Josef Aschbacher had been director general of the European Space Agency for less than a year when Russia invaded Ukraine.
Josef Aschbacher had been director general of the European Space Agency for less than a year when Russia invaded Ukraine.NASA

Half a year after Russia’s invasion of Ukraine, the implications of this war for the European space industry have been profound. Most notably, Europe has severed all connections with the Russian launch industry and canceled a joint mission to place a European rover on Mars with the help of a Russian rocket and lander.

The process of unwinding the deep links between Europe’s space program and the Russian space industry have fallen largely on the shoulders of an Austrian space researcher named Josef Aschbacher, who had been director general of the European Space Agency for less than a year when Russia’s tanks began rolling into Ukraine.

Like most Europeans, he was aghast at what he saw. “Look at what is happening on the ground,” he said in an interview with Ars. “I’m really disgusted by the invasion of Ukraine. We see it every single day. What is happening there is not meeting our European values, and we cannot work with a partner who is completely trampling on those values.”

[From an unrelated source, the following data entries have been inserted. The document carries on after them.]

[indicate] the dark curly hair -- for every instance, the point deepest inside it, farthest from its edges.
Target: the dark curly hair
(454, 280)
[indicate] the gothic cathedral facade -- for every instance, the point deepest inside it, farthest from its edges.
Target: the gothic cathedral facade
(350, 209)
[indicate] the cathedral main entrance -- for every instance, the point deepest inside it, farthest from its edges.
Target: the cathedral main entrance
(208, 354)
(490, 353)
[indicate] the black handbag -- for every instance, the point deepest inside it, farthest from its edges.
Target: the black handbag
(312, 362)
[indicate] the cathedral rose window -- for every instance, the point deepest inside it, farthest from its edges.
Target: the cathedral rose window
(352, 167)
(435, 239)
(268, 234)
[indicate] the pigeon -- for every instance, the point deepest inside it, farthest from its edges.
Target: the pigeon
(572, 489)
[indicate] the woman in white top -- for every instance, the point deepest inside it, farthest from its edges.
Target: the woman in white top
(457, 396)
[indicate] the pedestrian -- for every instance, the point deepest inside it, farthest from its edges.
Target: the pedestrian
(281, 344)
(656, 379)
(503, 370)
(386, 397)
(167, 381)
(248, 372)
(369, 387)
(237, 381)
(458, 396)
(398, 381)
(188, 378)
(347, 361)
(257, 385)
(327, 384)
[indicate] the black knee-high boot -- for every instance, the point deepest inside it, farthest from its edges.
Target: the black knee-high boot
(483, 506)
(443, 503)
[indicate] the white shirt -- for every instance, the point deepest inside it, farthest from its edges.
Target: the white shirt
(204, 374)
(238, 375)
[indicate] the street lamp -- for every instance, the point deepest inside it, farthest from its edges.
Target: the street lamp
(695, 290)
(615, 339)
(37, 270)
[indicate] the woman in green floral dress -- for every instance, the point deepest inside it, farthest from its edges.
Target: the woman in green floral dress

Soon after the Russian invasion, relations between the two space programs broke down. Russian workers at Europe’s main spaceport in French Guiana walked off the job and returned home. A launch of OneWeb satellites on a Russian rocket, brokered by the European Space Agency, was scrubbed. Those 36 satellites remain stranded in Kazakhstan, and OneWeb recently took a $229 million writedown.

Prior to the war, Europe had relied on Russia’s Soyuz rocket for its medium-lift needs—for payloads larger than its Vega rocket could accommodate but not large enough to necessitate the more expensive Ariane 5 rocket. That partnership had been expected to continue even as Europe brought a new generation of rockets, the Vega-C and Ariane 6, into service. But no longer.

“I cannot see a rebuild of the cooperation we had in the past,” Aschbacher said. “I am speaking here on behalf of my member states. They all have very much the same opinion. And this is really something where the behavior of ESA will reflect the geopolitical situation of the member states on this point. And I think this is very clear.”

This schism has left Europe with a short-term challenge, however. It had planned five Soyuz launches in 2022 and 2023 to carry European payloads into orbit. Because the new Ariane 6 rocket will not be ready to enter service until at least next year, Aschbacher has had to look for alternatives, including the continent’s rival for commercial launches, US-based SpaceX.

“You have to see it from a very unemotional and business point of view,” he said. “We had five launches foreseen on Soyuz, and they have been scrapped. Right now I’m in contact with different operators. SpaceX is one of them, but also Japan, India, and basically we want to see whether in principle, our satellites can be launched on their rockets. Sometimes there’s a lot of emotion put into this. This is, for me, a very practical management decision. There is no financial offer on the table. We have just technically explored whether this is possible, but the exercise is still ongoing.”

Ironically, it was an act by NASA that fostered deeper cooperation between the European Space Agency and Russia. In 2012, to help pay for cost overruns on the James Webb Space Telescope, NASA canceled its participation in the ExoMars mission that sought to land a European spacecraft on Mars for the first time. In the wake of this decision, Europe turned to Russia, which became a full partner in providing a Proton rocket and a landing module.

Now, a decade later, ESA and NASA are discussing working together on ExoMars again. Given the political climate today, NASA has been far more amenable to helping get Europe’s rover, named Rosalind Franklin, safely down on the surface of Mars.

Aschbacher was in Florida earlier this month for the Artemis I launch. Despite the tensions with Russia, he was bullish about the future and Europe’s partnership with NASA, which seems stronger than ever. As part of NASA’s Artemis program, Europe is building a Service Module for the Orion spacecraft, which is critical to providing power and propulsion to the capsule where astronauts reside. This partnership will likely extend to the surface of the Moon and should see European astronauts landing on the Moon later this decade.

“Being a critical element of this mission is important,” Aschbacher said. “The European Service Module is on the critical path, and without it, astronauts cannot be brought to the Moon and back. That’s huge. During Apollo, there was only the US and only the USSR. Europe was watching from the sides, and of course being fascinated, but not involved directly. Today is historic for America, of course, but it is even more historic for Europe because we are a part of it.”